で、ついでだったので。エリさんからの慰謝料!換金していれておきました!あっ!手数料引かせていただきましたぁ〜まいどあり〜」
え?!そうなの?
私は通帳を広げる
「ぬぐぅえぇー?!」
「⋯⋯すごい声でましたねぇ。聞いたこともない」
だっ、だって!!
「せせせせ、刹那さん!見たことない桁の数字並んでる!」
「まぁ、たくさんありましたからねぇ。エリさんったら、ためこんでましたねぇ。これは彼のこと信用してなかったのかもしれませんね!」
たしかに⋯金とか宝石とか入ってたもんね⋯
たしかにあのぬいぐるみすごく重かったもん!
「あとは、こちら。」
そう言ってもう一冊通帳を目の前に置く。
あれ?わたし通帳いっこしかないはず。
これは?
よく見ると私の名前ちゃんと書いてある。
私の?
「刹那さんわたし、通帳、他には持ってないですよ?」
「はい。こちらは新しく作らさせていただきました!ほら、そっちの通帳もう預け入れ限度額まで入っちゃったんでぇ。新たに口座をオススメの銀行で開きました!こちらお給料振込でお使いくださあーい。

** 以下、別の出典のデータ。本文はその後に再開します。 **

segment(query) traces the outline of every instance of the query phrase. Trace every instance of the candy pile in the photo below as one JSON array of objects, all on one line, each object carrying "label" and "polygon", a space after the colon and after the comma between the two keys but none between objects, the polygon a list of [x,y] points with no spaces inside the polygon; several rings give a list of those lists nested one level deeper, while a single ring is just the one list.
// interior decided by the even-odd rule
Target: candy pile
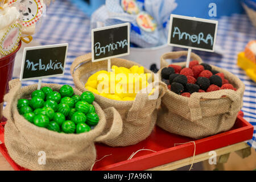
[{"label": "candy pile", "polygon": [[[112,69],[110,72],[101,70],[90,76],[85,88],[109,99],[133,101],[137,93],[148,86],[152,76],[151,73],[144,73],[144,67],[138,65],[129,69],[113,65]],[[153,92],[154,89],[150,94]]]},{"label": "candy pile", "polygon": [[170,64],[162,70],[161,76],[170,90],[187,97],[194,92],[237,90],[223,73],[213,70],[208,64],[199,64],[197,60],[191,61],[189,68]]},{"label": "candy pile", "polygon": [[17,107],[20,114],[39,127],[64,133],[88,132],[99,121],[92,104],[94,96],[89,91],[80,96],[73,94],[68,85],[59,92],[45,86],[33,92],[30,100],[19,100]]}]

あ!手続きで必要だったんでね。前職へ話しに行きまして、ついでに退職金と、支払い忘れの時間外手当払っていただいたので。そちら振り込んでおきました〜。」
ええええ?!
か、重ね重ねすいません。ほんと。
中を開くと⋯こっちにも今まで見たこともない金額が入ってたもんね。
えええ。もうあたし!頑張ります!
幽霊さんカフェも素敵だし!深く考えない!
「社長!!私!頑張ります!よろしくお願いします!」
「⋯ゲンキンですねぇ。現金だけに〜。
あ。自分刹那って呼んでもらえれば」
『お待たせぇ〜』
ちょうどいいタイミングで、料理が運ばれてくる。
グラタンだ!!!
美味しそう〜。
『今日はマカロニグラタンです。ごゆっくり〜』
「さささ!美鈴さん!食べましょう!食べながら話しましょう!」
刹那さんはグラタンをほおばる。
私にもひとくち。
んんんっっ。美味しい!!
「美味しいです!」
「いや〜気に入ってもらえてよかったです!ここのは何でもおいしいんですよねえ。」
他にも色々食べてみたい!
オススメ以外には何があるのかなぁ〜。
「さて。美鈴さん。」
「あ!はい。」
「お仕事をしていただくにあたって。基本はOJTで!というわけで!よろしくお願いしますねぇ。今夜お引越し入ってます!★」
「ぇえっ。」
「んふふふ〜いい顔いただきました〜。」
『お待たせ〜』
固まる私の目の前に
大きなチョコレートパフェ。
えっ?!
なにこれ!すごい大きい!!おいしそう!
「美味しいですよぉ〜ここのパフェ」
刹那さんの前には大きなプリン。
えープリンも美味しそう〜。
「早く食べましょう美鈴さん!」
「は!はい!」
ひとくち食べると、本当に美味しい〜。
んんんんん〜最高〜
やだあ!幸せぇ〜
『ちょろいもんだねぇ。美鈴っち⋯』
明子さんがぽそっとつぶやいた。